Dopo la Direzione del Pd di lunedì scorso sembra di capire che di fatto il 4 dicembre i referendum non saranno più uno solo ma due: il primo sulla riforma costituzionale e il secondo sull’identità del Pd che mette a confronto la proposta riformatrice di netta discontinuità e vocazione maggioritaria di Matteo Renzi con quella continuista, spesso benaltrista e più preoccupata della rappresentatività che della governabilità dei sistemi politici rappresentata da Bersani e da D’Alema. Come andrà a finire?

“Una consultazione referendaria come quella sulla riforma costituzionale è inevitabile che diventi anche un pronunciamento sull’identità del Pd. Si tratta di decidere se quella di Renzi vada considerata una parentesi o se sia il primo passo di una sinistra moderna che sa fare realmente le riforme e che si fa promotrice di un nuovo europeismo. E lo dico io che avevo appoggiato alle primarie prima Bersani e poi Cuperlo, sottovalutando la spinta innovativa di Renzi. E’ evidente che, se al referendum vincerà il SI’, il  governo Renzi sarà ancor più legittimato a proseguire le riforme”.

E se invece vincesse il NO?

“In quel caso, che Renzi si dimetta o meno da Presidente del Consiglio, resterebbe il problema di fare un Governo per andare alle elezioni dopo aver fatto una nuova legge elettorale, previo pronunciamento della Corte Costituzionale in un contesto internazionale molto difficile e in uno scenario economico che rischia di riavvicinarsi a quello dell’inizio della crisi del 2007-2008. In una situazione del genere, è credibile, anche se vincesse il NO, che si formi un governo diverso da quello attuale? Secondo me no e secondo me si andrebbe a un governo Renzi bis per gestire le elezioni con una nuova legge elettorale in vista di un listone e di una coalizione antipopulista.

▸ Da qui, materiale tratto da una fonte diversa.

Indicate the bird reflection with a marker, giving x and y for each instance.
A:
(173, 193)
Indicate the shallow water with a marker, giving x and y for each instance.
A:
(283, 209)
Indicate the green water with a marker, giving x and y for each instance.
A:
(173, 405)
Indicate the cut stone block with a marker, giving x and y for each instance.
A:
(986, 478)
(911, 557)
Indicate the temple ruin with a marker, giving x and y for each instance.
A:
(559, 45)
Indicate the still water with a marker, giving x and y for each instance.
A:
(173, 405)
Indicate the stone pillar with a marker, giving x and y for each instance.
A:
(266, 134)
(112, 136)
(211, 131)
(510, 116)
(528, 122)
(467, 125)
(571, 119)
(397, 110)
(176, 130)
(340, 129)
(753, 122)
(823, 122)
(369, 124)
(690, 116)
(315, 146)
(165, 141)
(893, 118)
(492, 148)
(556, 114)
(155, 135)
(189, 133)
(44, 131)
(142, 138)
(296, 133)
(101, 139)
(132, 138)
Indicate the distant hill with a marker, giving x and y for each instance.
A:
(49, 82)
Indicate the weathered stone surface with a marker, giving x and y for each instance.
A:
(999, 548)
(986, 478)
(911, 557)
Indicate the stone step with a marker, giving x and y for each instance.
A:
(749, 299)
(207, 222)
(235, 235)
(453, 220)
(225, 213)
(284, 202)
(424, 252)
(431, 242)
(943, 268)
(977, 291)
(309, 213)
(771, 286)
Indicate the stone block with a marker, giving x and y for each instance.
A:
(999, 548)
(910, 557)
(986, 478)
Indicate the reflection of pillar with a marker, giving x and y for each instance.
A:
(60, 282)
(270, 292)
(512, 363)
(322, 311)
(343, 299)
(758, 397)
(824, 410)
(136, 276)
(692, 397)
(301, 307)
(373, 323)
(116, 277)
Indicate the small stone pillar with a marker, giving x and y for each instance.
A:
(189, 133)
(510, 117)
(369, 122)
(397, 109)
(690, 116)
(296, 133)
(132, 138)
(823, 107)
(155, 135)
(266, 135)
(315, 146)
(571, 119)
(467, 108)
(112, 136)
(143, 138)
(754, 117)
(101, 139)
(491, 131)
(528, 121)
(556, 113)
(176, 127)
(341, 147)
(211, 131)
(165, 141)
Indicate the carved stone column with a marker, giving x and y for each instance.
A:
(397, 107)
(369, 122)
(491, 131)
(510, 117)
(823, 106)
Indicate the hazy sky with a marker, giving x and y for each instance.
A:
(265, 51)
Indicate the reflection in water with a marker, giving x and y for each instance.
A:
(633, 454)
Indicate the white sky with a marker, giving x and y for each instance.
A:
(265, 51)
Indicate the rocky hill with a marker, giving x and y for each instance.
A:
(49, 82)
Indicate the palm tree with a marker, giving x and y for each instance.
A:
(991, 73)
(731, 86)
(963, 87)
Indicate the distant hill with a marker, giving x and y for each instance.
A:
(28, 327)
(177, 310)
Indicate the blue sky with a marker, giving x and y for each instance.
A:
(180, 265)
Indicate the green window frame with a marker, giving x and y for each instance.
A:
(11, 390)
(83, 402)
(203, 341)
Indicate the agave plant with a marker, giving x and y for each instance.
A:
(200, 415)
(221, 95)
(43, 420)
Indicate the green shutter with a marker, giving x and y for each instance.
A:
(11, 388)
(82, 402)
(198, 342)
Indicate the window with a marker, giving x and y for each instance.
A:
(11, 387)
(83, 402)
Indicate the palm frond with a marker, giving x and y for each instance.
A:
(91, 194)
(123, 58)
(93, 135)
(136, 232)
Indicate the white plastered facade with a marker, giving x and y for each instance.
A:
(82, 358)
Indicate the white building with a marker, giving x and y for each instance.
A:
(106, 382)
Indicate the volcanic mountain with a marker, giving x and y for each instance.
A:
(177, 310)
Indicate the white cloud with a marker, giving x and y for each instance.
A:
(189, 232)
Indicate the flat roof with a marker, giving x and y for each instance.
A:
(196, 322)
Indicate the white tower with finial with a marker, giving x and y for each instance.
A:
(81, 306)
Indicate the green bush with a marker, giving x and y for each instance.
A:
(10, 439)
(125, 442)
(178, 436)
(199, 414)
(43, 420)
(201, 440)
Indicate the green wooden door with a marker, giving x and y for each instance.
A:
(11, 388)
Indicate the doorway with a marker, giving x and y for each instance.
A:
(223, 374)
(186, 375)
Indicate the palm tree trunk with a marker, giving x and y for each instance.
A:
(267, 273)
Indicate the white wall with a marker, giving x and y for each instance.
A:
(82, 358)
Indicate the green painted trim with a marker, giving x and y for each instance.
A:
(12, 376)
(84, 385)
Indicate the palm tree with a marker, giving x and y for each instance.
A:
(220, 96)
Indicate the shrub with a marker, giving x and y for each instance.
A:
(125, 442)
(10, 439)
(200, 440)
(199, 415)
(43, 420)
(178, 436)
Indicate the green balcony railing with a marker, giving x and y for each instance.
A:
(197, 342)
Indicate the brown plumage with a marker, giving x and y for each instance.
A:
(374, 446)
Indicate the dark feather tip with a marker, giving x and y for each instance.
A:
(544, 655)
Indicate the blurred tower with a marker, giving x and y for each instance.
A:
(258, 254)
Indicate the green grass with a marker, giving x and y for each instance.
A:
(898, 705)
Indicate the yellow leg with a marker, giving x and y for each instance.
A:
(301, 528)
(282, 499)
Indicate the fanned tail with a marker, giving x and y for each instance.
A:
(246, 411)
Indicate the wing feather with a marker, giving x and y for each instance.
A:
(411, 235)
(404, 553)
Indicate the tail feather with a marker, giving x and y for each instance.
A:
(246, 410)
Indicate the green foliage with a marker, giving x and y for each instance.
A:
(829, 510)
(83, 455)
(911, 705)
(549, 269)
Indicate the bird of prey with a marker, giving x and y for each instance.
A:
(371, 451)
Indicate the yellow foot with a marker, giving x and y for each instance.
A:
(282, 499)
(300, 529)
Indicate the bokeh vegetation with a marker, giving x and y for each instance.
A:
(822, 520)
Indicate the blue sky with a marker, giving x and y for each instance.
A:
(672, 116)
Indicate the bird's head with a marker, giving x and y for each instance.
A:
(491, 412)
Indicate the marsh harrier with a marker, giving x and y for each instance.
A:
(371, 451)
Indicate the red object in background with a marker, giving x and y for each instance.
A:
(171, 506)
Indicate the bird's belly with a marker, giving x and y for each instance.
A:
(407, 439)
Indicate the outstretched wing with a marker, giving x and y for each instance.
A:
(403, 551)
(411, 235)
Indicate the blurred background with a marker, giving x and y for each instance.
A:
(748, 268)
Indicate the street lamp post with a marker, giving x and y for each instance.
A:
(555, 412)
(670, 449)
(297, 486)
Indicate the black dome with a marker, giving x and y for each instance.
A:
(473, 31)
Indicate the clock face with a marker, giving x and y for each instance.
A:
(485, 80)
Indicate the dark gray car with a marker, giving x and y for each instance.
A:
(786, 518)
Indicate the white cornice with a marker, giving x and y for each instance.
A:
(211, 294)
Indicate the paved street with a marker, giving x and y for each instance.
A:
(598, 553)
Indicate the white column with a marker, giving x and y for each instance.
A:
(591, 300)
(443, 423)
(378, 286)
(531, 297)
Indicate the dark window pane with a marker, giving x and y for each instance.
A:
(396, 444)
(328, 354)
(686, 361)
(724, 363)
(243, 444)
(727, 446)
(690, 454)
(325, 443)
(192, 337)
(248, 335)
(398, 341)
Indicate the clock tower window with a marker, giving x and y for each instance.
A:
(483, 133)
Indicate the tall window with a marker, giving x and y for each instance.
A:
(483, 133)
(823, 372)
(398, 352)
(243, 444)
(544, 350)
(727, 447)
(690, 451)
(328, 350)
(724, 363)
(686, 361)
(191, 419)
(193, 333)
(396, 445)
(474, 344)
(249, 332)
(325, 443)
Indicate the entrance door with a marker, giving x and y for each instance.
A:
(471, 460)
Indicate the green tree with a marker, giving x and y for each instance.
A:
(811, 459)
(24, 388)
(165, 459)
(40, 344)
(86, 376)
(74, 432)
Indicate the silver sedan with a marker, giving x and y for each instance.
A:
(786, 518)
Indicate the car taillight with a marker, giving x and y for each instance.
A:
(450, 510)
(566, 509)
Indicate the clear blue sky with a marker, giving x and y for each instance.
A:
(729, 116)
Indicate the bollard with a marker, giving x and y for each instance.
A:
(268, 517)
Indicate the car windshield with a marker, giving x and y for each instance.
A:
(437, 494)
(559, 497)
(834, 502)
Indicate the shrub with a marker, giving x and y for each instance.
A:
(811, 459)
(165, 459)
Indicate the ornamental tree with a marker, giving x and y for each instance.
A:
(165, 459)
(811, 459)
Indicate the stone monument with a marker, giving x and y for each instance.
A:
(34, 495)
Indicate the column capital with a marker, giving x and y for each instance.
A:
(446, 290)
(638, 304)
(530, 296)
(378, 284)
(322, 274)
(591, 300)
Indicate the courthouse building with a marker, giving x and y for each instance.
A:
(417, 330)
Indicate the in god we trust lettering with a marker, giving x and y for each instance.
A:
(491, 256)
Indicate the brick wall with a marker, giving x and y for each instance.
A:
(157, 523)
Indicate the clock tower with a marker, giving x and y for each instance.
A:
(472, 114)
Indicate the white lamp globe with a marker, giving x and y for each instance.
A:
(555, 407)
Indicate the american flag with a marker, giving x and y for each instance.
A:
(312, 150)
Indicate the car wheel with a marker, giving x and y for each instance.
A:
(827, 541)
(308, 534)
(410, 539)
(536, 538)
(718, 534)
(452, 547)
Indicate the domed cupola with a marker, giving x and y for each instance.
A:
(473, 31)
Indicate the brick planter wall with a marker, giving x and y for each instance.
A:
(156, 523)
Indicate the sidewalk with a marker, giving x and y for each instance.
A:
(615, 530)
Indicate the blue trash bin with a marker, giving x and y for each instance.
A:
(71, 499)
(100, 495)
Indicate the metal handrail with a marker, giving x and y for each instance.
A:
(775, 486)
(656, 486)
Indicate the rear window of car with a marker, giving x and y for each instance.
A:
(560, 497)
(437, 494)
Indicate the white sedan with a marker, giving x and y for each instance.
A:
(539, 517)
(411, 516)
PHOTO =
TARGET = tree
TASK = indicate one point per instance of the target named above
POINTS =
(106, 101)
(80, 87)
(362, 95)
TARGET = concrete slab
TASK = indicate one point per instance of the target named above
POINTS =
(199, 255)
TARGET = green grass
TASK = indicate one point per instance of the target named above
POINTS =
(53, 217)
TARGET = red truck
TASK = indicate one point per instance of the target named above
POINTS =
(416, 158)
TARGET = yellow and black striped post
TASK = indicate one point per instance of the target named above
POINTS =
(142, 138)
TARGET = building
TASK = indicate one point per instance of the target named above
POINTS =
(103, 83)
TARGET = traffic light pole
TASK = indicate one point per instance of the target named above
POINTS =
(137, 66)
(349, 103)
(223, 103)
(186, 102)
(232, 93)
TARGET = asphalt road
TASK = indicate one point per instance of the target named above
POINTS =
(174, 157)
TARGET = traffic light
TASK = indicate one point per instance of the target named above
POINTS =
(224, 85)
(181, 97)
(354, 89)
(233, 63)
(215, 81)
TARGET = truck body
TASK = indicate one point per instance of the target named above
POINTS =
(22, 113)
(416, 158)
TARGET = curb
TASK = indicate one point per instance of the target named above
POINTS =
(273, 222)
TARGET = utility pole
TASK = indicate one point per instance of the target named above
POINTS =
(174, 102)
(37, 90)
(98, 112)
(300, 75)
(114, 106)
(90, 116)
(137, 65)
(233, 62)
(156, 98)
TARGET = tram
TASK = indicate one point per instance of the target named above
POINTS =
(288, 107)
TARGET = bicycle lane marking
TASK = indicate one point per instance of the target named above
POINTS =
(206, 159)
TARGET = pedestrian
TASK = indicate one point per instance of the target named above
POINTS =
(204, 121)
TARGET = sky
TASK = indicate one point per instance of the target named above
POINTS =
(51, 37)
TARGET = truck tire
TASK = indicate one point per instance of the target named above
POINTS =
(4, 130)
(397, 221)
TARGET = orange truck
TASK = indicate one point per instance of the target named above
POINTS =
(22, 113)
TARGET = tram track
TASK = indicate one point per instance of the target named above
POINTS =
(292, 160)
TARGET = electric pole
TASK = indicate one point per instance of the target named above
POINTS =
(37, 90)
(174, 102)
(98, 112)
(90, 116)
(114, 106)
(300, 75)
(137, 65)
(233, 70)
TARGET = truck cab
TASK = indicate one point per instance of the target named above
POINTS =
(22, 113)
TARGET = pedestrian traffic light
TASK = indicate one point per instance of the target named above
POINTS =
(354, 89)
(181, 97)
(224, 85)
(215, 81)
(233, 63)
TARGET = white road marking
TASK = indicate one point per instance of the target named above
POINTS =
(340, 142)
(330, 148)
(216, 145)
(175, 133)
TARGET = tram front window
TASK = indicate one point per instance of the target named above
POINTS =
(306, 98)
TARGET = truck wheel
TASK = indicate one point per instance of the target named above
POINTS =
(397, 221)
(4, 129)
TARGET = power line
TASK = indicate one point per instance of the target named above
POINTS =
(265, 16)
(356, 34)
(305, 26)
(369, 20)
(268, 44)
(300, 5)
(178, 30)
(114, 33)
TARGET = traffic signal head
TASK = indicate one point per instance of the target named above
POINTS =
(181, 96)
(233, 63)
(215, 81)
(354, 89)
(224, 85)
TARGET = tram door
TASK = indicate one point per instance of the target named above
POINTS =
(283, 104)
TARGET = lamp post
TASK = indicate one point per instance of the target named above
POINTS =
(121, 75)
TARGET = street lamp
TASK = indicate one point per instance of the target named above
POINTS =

Di sicuro si drammatizzerebbe lo scontro tra Renzi e Grillo ma con quali benefici per il Paese è lecito dubitare”.

Ma secondo Lei ci sarà la scissione delle minoranza del Pd?

“D’Alema è già fuori. Quanto a Bersani e alla minoranza dem, credo che prima o poi si renderanno conto che nell’ultima Direzione Pd la musica sull’Italicum è cambiata e sarebbe incomprensibile non prenderne atto”.